> I would however suggest that you are not a prototype for self-taught programmers
Twenty-five years ago this was bog standard. Most people who were programmers did not come from a computer science background. They were self-taught. What is so different today that they cannot do the same? If anything, the biggest difference is the "gates are higher", but the work is barely different. I work in a field where most of my customers are self-taught, often (but not always) degrees in other fields. I can only use my experience as a reference, ymmv.
What ive noticed is that people have different strategies to learning. Most adopt a "just in time" approach. They learn only enough to complete the task at hand. There is very little curiosity in the bigger picture, or the fundamentals.
This is the opposite to the formal approach, which grounds the learning in theory.
can people learn the fundamentals in a self-taught way? Obviously yes. Do most people learn this way? Id suggest not.

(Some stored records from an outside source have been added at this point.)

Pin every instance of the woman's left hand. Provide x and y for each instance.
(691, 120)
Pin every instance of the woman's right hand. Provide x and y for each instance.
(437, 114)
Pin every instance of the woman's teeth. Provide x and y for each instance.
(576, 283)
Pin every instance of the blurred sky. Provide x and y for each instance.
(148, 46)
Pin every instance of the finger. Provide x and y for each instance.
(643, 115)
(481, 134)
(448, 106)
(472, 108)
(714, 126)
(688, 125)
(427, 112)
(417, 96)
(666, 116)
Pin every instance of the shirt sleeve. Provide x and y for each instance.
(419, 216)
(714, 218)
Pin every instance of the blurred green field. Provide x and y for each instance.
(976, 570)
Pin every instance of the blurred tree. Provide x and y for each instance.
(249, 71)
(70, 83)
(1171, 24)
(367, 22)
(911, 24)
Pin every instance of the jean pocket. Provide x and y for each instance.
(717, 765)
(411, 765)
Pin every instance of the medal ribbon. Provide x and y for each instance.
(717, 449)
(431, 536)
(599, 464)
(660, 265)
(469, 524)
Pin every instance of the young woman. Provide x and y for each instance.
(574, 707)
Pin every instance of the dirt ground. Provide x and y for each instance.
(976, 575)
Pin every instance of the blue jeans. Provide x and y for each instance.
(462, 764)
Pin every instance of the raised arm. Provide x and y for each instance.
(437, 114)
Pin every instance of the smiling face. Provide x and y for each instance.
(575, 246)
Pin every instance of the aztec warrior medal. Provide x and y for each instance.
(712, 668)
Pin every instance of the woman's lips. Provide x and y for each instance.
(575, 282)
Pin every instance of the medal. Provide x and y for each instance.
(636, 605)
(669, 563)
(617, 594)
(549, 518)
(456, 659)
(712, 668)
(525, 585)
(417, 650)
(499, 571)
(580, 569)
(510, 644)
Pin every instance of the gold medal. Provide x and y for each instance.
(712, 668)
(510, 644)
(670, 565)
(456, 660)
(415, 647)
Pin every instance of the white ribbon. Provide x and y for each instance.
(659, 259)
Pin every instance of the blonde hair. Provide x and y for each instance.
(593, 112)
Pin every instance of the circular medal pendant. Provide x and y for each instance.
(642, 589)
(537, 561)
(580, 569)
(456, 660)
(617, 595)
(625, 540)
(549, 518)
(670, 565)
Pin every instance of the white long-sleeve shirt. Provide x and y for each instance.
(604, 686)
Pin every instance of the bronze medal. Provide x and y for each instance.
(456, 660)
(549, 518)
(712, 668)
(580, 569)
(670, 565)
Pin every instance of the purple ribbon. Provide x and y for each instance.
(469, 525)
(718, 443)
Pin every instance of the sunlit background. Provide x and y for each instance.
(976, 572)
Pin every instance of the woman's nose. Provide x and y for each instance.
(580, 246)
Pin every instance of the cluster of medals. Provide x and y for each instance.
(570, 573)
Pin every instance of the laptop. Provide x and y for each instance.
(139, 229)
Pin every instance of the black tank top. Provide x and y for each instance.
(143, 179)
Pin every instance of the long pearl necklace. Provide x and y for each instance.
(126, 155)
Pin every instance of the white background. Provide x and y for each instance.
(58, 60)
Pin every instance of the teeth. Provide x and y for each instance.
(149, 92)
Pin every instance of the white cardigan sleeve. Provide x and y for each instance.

The contrast is to students at college who are always asking "hey am I learning this? When will I use this?" It's not always obvious where they become important.
In my own career I was able to leverage my fundamentals training and translate that into value to those who just want to complete a task.
25 years ago computers were mostly interesting to "geeks", and those looking to program them were even more so (ok, that's really 30-35).
Yes, it started to shift 25 years ago already, but what has obviously changed significantly is that software development became a good paying job, which attracted even wider masses not caring about the fundamentals. There are certainly more self-taught programmers who dive into those fundamentals in absolute numbers, but relatively they are more of a minority. But that means that there are even more who do not care in absolute numbers.